Home | About | Sematext search-lucene.com search-hadoop.com
 Search Hadoop and all its subprojects:

Switch to Threaded View
MapReduce, mail # user - Which InputFormat to use?


Copy link to this message
-
Re: Which InputFormat to use?
Harsh J 2013-07-05, 10:35
Whichever you pick, both are supported right now and pretty much offer
the same functionality. FWIW though, Pig and HBase both use the new
APIs.

On Fri, Jul 5, 2013 at 11:30 AM, Azuryy Yu <[EMAIL PROTECTED]> wrote:
> Using InputFormat under mapreduce package.  mapred package is very old
> package. but generally you can extend from FileInputFormat under
> o.a.h.mapreduce package.
>
>
> On Fri, Jul 5, 2013 at 1:23 PM, Devaraj k <[EMAIL PROTECTED]> wrote:
>>
>> Hi Ahmed,
>>
>>
>>
>>                 Hadoop 0.20.0 included the new mapred API, these sometimes
>> refer as context objects. These are designed to make API easier to evolve in
>> future. There are some differences between new & old API's,
>>
>>
>>
>> > The new API's favour abstract classes rather than interfaces, since
>> > abstract classes are easy to evolve.
>>
>> > New API's use context objects like MapContext & ReduceContext to connect
>> > the user code.
>>
>> > The old API has a special JobConf object for jobconf, in new API Job
>> > configuration will be done using Configuration.
>>
>>
>>
>> You can find the new API's in org.apache.hadoop.mapreduce.lib.input.*
>> package and its sub packages, old API's in org.apache.hadoop.mapred.*
>> package its sub packages.
>>
>>
>>
>> The new API is type-incompatible with the old, we need to rewrite the jobs
>> to make use of these advantages.
>>
>>
>>
>> Based on these things you can select which API's to use.
>>
>>
>>
>> Thanks
>>
>> Devaraj k
>>
>>
>>
>> From: Ahmed Eldawy [mailto:[EMAIL PROTECTED]]
>> Sent: 05 July 2013 00:00
>>
>>
>> To: [EMAIL PROTECTED]
>> Subject: Which InputFormat to use?
>>
>>
>>
>> Hi I'm developing a new set of InputFormats that are used for a project
>> I'm doing.

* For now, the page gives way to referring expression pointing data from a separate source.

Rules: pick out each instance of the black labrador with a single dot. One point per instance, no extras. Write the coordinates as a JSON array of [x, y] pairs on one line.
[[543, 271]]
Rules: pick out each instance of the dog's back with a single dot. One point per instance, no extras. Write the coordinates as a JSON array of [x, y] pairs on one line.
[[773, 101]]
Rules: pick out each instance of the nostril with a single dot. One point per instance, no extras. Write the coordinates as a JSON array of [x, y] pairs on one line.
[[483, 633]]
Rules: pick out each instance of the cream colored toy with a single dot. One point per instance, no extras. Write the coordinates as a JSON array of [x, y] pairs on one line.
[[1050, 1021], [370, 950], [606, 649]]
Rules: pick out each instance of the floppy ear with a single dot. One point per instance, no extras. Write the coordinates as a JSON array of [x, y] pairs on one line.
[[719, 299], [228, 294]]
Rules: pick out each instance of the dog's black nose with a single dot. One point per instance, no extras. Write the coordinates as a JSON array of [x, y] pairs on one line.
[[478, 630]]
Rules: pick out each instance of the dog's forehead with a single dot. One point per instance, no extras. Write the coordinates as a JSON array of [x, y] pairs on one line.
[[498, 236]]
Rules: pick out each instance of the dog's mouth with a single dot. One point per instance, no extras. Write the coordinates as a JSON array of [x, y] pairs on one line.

I found that there are two ways to create  a new InputFormat.
>>
>> 1- Extend the abstract class org.apache.hadoop.mapreduce.InputFormat
>>
>> 2- Implement the interface org.apache.hadoop.mapred.InputFormat
>>
>> I don't know why there are two versions which are incompatible. I found
>> out that for each one, there is a whole set of interfaces for different
>> classes such as InputSplit, RecordReader and MapReduce job. Unfortunately,
>> each set of classes is not compatible with the other one. This means that I
>> have to choose one of the interfaces and go with it till the end. I have two
>> questions basically.
>>
>> 1- Which of these two interfaces I should go with? I didn't find any
>> deprecation in one of them so they both seem legitimate. Is there any plan
>> to retire one of them?
>>
>> 2- I already have some classes implemented in one of the formats, does it
>> worth refactoring these classes to use the other interface, in case I used
>> he old format.
>>
>> Thanks in advance for your help.
>>
>>
>>
>>
>> Best regards,
>> Ahmed Eldawy
>
>

--
Harsh J